# Predicting possible revenue from each unit given certain features about that unit 

In [7]:
import pandas as pd
import numpy as np

df = pd.read_csv('raw_data.csv')

df.head()

Unnamed: 0,account_id,type1_column1,type1_column2,type1_column3,type1_column4,type1_column5,type1_column6,type1_column7,type1_column8,type1_column9,...,type2_column191,type2_column192,type2_column193,type2_column194,type2_column195,type2_column196,type2_column197,type2_column198,type3_column1,y
0,0,1,0,4,0,0,0,1,0,1,...,0,0,0,0,0,0,0,0,139,3720
1,1,5,1,8,5,1,1,1,0,5,...,0,0,0,0,0,0,0,0,126,25
2,2,5,4,8,6,2,0,1,0,8,...,0,0,0,0,0,0,0,0,180,130
3,3,3,2,4,4,2,0,1,0,4,...,0,0,0,0,0,0,0,0,133,455
4,4,6,2,9,6,1,0,3,0,6,...,0,0,0,0,0,0,0,0,164,1170


The data above is something that we compiled to help our company better understand how much net revenue it could ideally expect from each unit (account id). This is a complicated problem because the price of each unit is negotiated by buyers (of which there could be up to 40-50 different buyers with different negotiating powers and requirements), and sellers, of which there are about 20, each with their negotiating toolkit. The type 1 columns were created by aggregating data sent over by the buyers that indicated certain characteristics that they desired in each unit. Each column is a particular characteristic, and the number in the column is the number of buyers who requested that. The type 2 columns are the characteristics assigned to each unit by the company that the sellers can then share with the buyers to entice them to purchase a particular unit or not. Type 3 column contains the number of times the buyers and sellers agreed that this was a viable unit, and they entered into a negotiation to purchase the unit. Note, that entering negotiations does not always lead to a sale. There could also be instances of $0 sales for one reason or another.

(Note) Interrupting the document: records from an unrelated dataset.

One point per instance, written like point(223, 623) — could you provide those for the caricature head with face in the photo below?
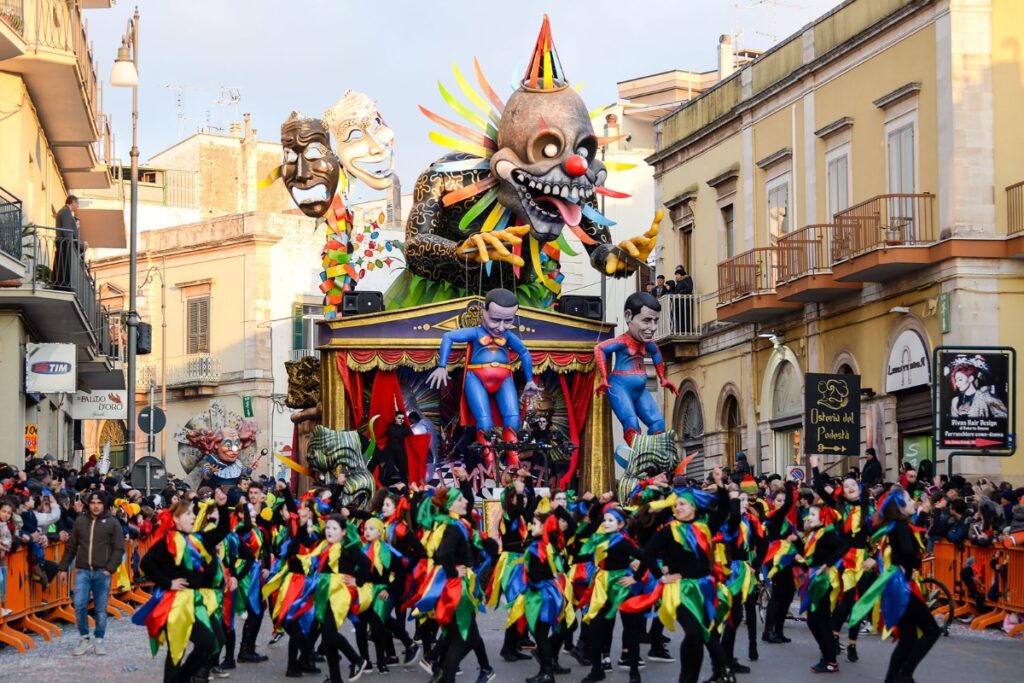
point(546, 162)
point(366, 143)
point(309, 168)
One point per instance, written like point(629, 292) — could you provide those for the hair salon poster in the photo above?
point(974, 398)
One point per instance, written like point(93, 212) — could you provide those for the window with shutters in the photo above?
point(199, 326)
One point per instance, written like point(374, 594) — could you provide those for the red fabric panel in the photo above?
point(417, 449)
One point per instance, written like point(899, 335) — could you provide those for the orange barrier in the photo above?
point(949, 560)
point(29, 609)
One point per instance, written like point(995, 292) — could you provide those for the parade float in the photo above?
point(468, 337)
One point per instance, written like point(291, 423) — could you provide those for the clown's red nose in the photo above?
point(576, 166)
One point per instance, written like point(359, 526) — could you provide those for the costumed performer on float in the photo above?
point(627, 385)
point(488, 369)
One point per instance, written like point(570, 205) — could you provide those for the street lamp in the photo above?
point(125, 75)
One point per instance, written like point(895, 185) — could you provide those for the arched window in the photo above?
point(691, 432)
point(731, 425)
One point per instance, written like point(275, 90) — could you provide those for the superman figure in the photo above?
point(488, 369)
point(627, 386)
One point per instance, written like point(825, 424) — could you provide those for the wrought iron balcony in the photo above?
point(195, 370)
point(680, 317)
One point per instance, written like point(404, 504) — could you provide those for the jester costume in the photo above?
point(698, 601)
point(854, 524)
point(824, 549)
point(186, 614)
point(780, 525)
point(896, 591)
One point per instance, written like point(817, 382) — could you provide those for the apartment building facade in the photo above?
point(847, 202)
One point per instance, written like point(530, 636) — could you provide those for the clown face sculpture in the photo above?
point(547, 160)
point(309, 169)
point(366, 143)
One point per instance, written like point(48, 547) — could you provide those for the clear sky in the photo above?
point(303, 54)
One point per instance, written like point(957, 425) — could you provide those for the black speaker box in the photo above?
point(590, 307)
point(357, 303)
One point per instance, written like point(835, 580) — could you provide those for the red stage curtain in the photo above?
point(578, 404)
point(417, 449)
point(353, 387)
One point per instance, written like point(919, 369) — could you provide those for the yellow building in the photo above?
point(54, 140)
point(847, 202)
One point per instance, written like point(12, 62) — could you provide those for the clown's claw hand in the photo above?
point(484, 247)
point(638, 248)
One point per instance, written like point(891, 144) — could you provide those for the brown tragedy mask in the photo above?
point(310, 168)
point(229, 446)
point(366, 143)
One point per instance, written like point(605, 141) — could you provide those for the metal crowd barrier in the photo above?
point(28, 609)
point(949, 560)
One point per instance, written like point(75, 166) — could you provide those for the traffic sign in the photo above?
point(152, 420)
point(148, 474)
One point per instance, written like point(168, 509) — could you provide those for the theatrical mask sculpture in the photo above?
point(309, 169)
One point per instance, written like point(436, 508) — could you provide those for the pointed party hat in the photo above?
point(545, 70)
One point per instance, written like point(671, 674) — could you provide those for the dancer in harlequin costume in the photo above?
point(545, 602)
point(620, 575)
point(820, 591)
point(690, 592)
point(854, 523)
point(180, 609)
point(488, 368)
point(627, 385)
point(780, 527)
point(451, 592)
point(387, 578)
point(902, 607)
point(742, 541)
point(517, 506)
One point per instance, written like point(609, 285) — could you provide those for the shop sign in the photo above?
point(975, 398)
point(50, 368)
point(109, 404)
point(32, 437)
point(907, 365)
point(832, 414)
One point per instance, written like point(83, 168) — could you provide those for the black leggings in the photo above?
point(819, 621)
point(691, 649)
point(333, 642)
point(845, 606)
point(782, 590)
point(204, 647)
point(737, 612)
point(548, 645)
point(456, 648)
point(601, 632)
point(911, 648)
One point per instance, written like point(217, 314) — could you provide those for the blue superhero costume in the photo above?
point(488, 373)
point(627, 384)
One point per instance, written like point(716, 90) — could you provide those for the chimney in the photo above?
point(726, 57)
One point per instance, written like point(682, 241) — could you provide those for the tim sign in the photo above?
point(832, 414)
point(49, 368)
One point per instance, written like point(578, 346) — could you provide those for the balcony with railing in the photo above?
point(1015, 219)
point(805, 266)
point(884, 238)
point(54, 57)
point(680, 323)
point(747, 287)
point(10, 237)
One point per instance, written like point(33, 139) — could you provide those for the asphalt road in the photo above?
point(965, 655)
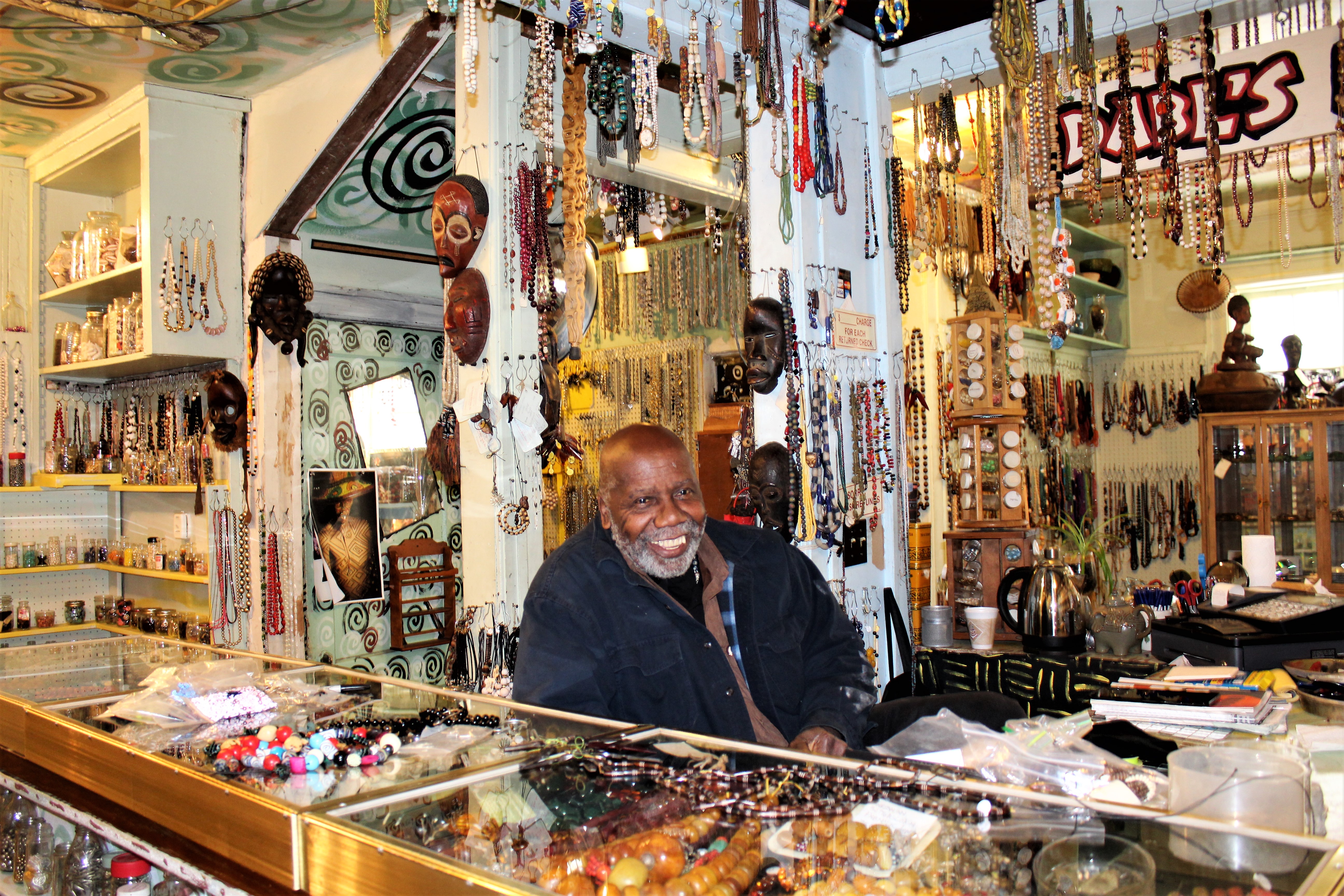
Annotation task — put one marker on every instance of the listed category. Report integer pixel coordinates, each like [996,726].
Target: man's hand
[819,741]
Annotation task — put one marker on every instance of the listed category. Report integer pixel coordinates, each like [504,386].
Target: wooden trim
[402,68]
[374,252]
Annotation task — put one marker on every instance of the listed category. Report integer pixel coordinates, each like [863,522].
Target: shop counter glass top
[679,817]
[310,699]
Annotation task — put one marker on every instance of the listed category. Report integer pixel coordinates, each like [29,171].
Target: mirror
[392,440]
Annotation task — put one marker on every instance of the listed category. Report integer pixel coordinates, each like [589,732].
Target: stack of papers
[1252,711]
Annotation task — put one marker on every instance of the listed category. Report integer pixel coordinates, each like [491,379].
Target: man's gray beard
[643,558]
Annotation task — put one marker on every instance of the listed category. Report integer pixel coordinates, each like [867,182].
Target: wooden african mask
[768,480]
[762,343]
[228,402]
[467,316]
[461,209]
[280,291]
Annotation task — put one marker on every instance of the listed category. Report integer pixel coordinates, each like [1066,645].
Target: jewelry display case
[249,819]
[671,813]
[988,365]
[991,476]
[1276,473]
[553,802]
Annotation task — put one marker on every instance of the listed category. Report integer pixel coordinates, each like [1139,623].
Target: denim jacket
[600,639]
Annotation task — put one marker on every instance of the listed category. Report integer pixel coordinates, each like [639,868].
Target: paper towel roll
[1260,561]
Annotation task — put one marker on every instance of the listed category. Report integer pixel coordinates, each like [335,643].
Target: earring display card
[855,545]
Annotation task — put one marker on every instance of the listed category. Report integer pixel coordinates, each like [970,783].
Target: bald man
[656,614]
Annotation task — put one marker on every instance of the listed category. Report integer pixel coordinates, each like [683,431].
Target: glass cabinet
[1265,475]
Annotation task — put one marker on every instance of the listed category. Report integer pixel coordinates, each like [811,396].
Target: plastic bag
[194,694]
[1044,754]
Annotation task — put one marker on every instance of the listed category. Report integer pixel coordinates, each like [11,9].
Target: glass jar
[58,262]
[74,613]
[37,867]
[14,836]
[166,624]
[84,866]
[92,338]
[103,240]
[13,316]
[128,870]
[134,331]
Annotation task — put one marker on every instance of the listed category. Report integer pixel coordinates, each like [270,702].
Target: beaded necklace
[901,236]
[695,89]
[871,240]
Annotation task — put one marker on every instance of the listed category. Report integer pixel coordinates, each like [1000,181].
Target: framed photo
[343,508]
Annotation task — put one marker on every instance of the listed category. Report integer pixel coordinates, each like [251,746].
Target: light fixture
[635,260]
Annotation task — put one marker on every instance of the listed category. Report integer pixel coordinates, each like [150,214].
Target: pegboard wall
[1166,452]
[37,516]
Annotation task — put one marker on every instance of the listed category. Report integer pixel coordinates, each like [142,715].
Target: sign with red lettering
[854,331]
[1268,95]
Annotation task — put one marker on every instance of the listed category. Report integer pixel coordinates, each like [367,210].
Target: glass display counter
[525,802]
[54,699]
[681,816]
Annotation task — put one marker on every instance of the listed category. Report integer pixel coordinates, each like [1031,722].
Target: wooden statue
[1236,383]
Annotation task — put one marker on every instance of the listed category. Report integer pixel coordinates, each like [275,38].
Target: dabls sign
[1268,95]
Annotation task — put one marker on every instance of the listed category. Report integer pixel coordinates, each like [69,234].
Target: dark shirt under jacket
[600,639]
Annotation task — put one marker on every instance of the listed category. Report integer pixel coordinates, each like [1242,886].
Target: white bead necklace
[697,89]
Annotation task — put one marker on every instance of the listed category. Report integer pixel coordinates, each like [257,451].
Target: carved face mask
[461,209]
[228,402]
[280,291]
[467,316]
[762,343]
[768,480]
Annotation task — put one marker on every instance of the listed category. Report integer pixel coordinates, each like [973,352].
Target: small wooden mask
[461,209]
[467,316]
[280,291]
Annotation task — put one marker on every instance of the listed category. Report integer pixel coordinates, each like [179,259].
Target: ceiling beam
[398,73]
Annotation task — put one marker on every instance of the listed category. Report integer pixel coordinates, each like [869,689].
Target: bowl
[1316,669]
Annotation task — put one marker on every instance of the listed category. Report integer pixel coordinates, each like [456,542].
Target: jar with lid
[37,872]
[84,866]
[74,613]
[128,870]
[14,837]
[58,262]
[92,339]
[103,240]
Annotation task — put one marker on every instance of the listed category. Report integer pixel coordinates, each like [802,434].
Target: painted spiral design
[409,160]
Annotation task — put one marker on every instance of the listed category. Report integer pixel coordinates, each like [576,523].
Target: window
[1312,308]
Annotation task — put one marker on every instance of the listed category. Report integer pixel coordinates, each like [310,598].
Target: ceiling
[53,79]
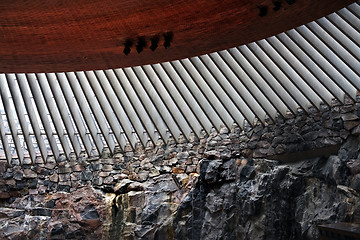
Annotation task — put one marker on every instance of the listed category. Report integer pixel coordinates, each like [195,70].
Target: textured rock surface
[269,199]
[221,185]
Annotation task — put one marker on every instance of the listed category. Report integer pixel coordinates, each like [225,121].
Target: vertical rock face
[271,200]
[273,181]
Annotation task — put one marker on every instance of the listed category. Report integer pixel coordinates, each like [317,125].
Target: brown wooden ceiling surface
[57,35]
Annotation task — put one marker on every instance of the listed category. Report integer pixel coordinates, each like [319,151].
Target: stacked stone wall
[177,189]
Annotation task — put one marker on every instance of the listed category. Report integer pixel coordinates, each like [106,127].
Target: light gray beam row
[54,113]
[25,93]
[43,113]
[63,111]
[153,83]
[102,113]
[185,96]
[118,111]
[74,111]
[164,84]
[10,115]
[126,104]
[303,67]
[203,89]
[4,140]
[86,112]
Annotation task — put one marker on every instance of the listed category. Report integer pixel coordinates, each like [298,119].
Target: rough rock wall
[220,186]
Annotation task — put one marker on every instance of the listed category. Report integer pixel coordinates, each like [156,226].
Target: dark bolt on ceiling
[77,81]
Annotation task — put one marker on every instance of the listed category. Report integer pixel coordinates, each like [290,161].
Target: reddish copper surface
[59,35]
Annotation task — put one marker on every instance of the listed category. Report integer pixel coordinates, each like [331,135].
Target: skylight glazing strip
[95,110]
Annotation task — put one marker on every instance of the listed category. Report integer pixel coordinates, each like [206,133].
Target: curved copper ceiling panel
[56,36]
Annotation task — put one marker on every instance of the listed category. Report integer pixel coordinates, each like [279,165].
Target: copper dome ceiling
[78,35]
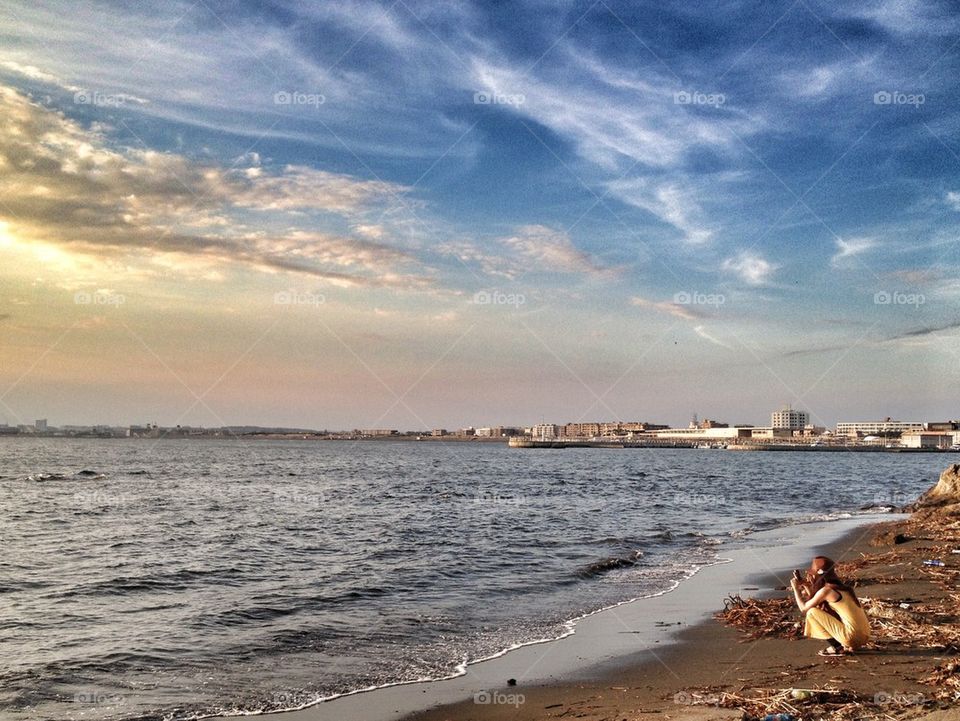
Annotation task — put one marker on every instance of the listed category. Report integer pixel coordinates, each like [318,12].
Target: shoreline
[600,646]
[716,671]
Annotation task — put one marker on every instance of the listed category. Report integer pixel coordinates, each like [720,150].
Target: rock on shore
[943,497]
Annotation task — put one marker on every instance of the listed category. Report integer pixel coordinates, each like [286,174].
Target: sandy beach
[710,669]
[717,671]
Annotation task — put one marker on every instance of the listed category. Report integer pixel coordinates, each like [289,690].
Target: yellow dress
[852,628]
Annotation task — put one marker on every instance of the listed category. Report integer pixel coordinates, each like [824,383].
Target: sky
[438,214]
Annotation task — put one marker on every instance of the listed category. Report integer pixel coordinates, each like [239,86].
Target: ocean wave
[42,476]
[605,565]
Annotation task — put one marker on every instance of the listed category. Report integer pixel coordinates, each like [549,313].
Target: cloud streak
[67,186]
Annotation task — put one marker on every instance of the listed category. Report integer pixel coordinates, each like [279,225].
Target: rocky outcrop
[943,497]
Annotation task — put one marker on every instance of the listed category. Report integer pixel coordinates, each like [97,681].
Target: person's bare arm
[804,604]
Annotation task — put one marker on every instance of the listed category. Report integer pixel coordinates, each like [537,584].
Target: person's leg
[825,626]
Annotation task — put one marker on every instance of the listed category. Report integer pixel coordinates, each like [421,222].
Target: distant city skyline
[419,215]
[702,421]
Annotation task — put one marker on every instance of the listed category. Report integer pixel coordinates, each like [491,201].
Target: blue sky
[665,208]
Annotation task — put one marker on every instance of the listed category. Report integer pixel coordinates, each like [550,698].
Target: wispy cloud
[678,310]
[530,249]
[66,186]
[703,333]
[750,267]
[850,248]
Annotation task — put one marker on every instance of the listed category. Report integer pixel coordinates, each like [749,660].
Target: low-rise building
[927,439]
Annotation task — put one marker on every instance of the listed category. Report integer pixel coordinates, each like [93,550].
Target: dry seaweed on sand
[759,618]
[946,677]
[830,703]
[926,625]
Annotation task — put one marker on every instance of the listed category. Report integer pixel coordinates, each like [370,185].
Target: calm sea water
[174,579]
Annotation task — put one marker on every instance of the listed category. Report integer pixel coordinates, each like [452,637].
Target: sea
[183,579]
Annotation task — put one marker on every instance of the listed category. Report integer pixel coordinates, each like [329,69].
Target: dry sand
[883,681]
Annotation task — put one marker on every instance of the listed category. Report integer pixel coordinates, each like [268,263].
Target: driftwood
[758,618]
[830,703]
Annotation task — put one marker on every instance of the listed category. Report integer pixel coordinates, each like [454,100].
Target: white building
[875,428]
[545,430]
[927,439]
[788,417]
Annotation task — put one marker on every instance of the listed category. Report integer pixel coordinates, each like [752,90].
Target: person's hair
[824,573]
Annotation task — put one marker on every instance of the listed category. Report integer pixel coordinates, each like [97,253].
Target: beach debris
[758,618]
[836,704]
[946,677]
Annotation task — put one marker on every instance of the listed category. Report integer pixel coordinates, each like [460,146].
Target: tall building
[880,428]
[787,417]
[545,430]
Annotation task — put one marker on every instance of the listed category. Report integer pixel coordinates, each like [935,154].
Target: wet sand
[712,658]
[636,658]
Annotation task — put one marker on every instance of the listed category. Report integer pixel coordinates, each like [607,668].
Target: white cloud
[851,248]
[702,332]
[750,267]
[668,202]
[687,312]
[551,249]
[68,192]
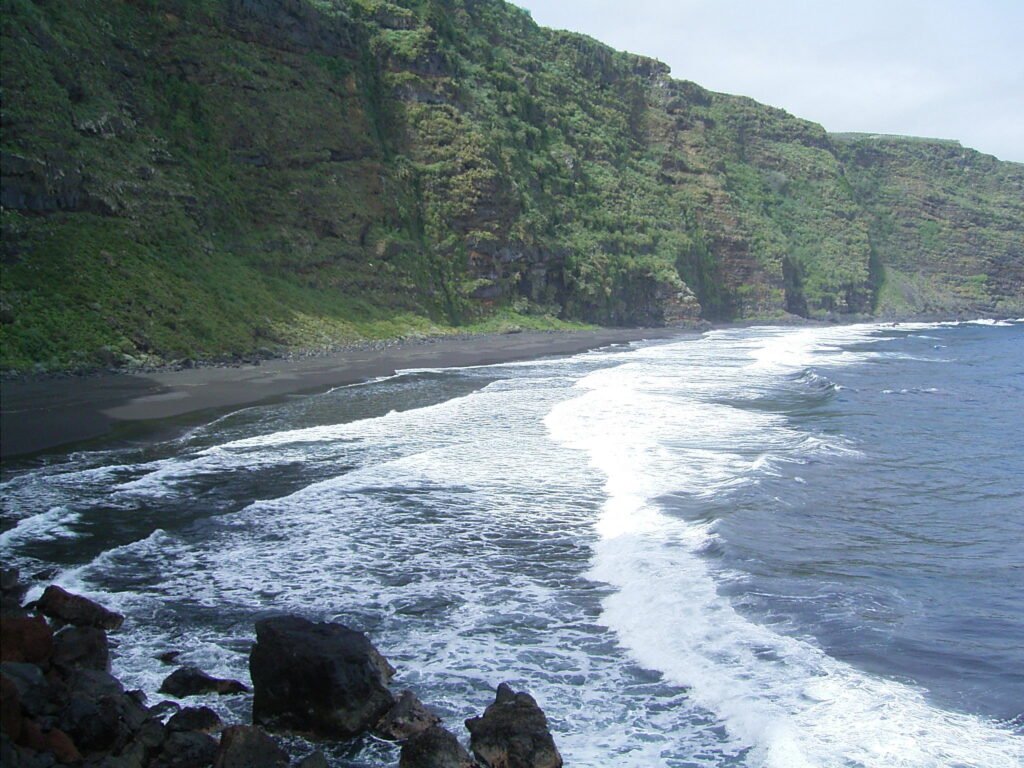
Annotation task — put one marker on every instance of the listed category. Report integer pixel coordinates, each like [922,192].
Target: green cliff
[228,176]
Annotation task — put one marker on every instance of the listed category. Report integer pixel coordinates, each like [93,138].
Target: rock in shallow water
[434,748]
[513,733]
[249,747]
[324,679]
[406,719]
[64,606]
[190,681]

Once I was able to gather this data (type 1 columns were especially difficult to get as my boss had to create a script to mine through thousands of files sent over by the buyers over the years, and determine how to segment the data into different columns), I first looked at the correlations between y and all the other columns. They all showed a very weak correlation, if any. I tried to conduct a PCA to reduce the number of columns, as especially the type 2 columns are very sparse, but, since nothing was strongly correlated, it barely helped. Eventually, I decided to manually combine the columns on a whole-scale basis, based on the characteristics of the units that ideally should garner the unit a higher price based on the larger market dynamics. This helped me reduce the width of the table significantly, as shown below:


In [8]:
df['type1_consolidation1'] = df['type1_column6'] + df['type1_column10'] + df['type1_column13']
df['type1_consolidation2'] = df['type1_column1'] + df['type1_column2'] + df['type1_column3'] + df['type1_column4'] + df['type1_column7'] + df['type1_column9'] + df['type1_column12'] 
df['type1_consolidation3'] = df['type1_column5'] + df['type1_column8'] + df['type1_column11'] + df['type1_column14']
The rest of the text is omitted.